On February 27, 2002, a train carrying a large number of Hindu pilgrims returning from the northern holy town of Ayodhya stopped at Godhra, a small town in Gujarat’s Panchmahal district, about 150km (93 miles) from the state capital, Gandhinagar.įollowing a reported altercation between the Muslim vendors working at the station and passengers inside the Sabarmati Express, the details of which are still not clear, a fire engulfed one of the coaches of the train, killing 59 people.
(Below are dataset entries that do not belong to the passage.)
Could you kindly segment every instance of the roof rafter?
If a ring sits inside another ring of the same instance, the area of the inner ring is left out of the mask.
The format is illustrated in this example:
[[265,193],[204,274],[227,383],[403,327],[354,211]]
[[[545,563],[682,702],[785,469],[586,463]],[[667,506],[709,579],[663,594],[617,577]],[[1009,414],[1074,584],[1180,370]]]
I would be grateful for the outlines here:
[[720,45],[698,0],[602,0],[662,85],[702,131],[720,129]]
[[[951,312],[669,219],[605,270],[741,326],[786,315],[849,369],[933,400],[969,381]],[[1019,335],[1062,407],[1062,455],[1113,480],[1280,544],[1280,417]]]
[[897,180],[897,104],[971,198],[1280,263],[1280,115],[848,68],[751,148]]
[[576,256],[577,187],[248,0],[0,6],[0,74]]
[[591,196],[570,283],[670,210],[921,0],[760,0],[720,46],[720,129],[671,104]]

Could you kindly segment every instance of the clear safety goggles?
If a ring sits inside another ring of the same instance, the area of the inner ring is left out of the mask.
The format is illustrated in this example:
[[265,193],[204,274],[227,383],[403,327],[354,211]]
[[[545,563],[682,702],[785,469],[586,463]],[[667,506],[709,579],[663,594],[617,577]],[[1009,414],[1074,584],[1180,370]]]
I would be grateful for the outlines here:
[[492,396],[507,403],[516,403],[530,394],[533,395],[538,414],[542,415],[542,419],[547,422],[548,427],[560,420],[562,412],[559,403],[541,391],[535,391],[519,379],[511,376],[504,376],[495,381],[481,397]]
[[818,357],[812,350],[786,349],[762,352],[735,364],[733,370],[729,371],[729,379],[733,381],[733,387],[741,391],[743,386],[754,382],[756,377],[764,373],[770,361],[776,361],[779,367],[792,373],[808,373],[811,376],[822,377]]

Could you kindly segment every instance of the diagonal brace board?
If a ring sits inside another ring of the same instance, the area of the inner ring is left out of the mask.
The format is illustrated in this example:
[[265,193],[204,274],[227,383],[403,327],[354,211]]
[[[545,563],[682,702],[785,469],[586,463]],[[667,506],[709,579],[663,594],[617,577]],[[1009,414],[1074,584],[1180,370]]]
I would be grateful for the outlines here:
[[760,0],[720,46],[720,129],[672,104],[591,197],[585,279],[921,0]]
Leaving village ‘our ancestor once saved’ Reason: a pogrom against Gujarat’s Muslims in 2002. Nearly 165 years later, Makrani’s kin cannot return to the village of their illustrious and celebrated forefathers.

i hate my village – i hate my village

The British saw him as the last man standing in the battle and fired cannonballs at the tower. The shrine of freedom fighter Shah Beg Makrani in Mudeti village Īs the British forces attacked Mudeti to topple its ruler and crush his supporters, Makrani stationed himself on top of a tower from where his arrows took down the British soldiers. And Makrani – who according to legend was a master archer despite having leprosy in the lower part of his body – was its hero.

i hate my village – i hate my village

One such battle was fought in Mudeti, a tiny princely state ruled by a Hindu Thakur family. The many battles fought in 1857 against the colonial forces – often called India’s first war of independence – have become subjects of folklore in the country. In 1857, a rebellion against the British rule spread across the Indian subcontinent, with many mutineers pledging allegiance to either their regional kings or the crumbling Mughal throne. Mudeti (Gujarat), India – Tucked away in a corner of Mudeti, a village 124km (77 miles) from Gujarat state’s main city of Ahmedabad in western India, lies a mazaar (shrine) of Shah Beg Makrani, a Muslim freedom fighter revered in the region.